Lewis Wickes Hine

(Oshkosh, Wisconsin, 1874 - 1940, Dobbs Ferry, New York)

Columbus, Ga., April 1913


Gelatin silver print

5 1/2 x 4 in. (14.0 x 10.2 cm)

Collection of the Akron Art Museum

Gift of John Coplans


More Information

Lewis Hine, considered by many to be the father of modern social documentary photography, spent more than a decade as the official photographer for the National Child Labor Committee. Between 1908 and 1921, Hine photographed rural and urban child laborers across the country. The resulting images were used in NCLC pamphlets, exhibits, and magazine advertisements, and helped to transform the nation’s attitudes and policies on child labor and welfare.
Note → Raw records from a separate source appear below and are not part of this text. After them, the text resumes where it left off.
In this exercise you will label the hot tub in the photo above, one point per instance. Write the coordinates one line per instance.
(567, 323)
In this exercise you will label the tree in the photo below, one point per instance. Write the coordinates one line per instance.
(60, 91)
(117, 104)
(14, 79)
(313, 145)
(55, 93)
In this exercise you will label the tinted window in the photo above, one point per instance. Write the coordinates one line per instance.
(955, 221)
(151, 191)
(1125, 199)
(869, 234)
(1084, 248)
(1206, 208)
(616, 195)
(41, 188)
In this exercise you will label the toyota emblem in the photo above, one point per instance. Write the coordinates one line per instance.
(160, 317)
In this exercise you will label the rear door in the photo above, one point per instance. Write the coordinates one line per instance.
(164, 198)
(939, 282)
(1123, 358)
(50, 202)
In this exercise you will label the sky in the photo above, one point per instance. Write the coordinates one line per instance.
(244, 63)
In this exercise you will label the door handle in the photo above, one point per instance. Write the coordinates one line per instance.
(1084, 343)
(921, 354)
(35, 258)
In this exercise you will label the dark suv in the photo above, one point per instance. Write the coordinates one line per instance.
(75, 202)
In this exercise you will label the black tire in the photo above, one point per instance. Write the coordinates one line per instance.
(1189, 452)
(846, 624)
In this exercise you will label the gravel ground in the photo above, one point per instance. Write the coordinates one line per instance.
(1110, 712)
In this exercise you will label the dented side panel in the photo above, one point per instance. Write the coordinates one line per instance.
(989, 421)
Hine wrote captions for most of his photos, incorporating facts about the people and places depicted, and often with direct quotes from his subjects. These original captions, where available, are given, unedited, in quotation marks below. “‘Dinner-Toters’ waiting for the gate to open. This carried on more in Columbus than in any other city I know and by smaller children… Many of them are paid by the week for doing it, and carry, sometimes ten or more a day. They go around in the mills often help tend to the machines, which often run at noon, and so learn the work. A teacher told me mothers expect the children to learn this way long before they are of proper age.”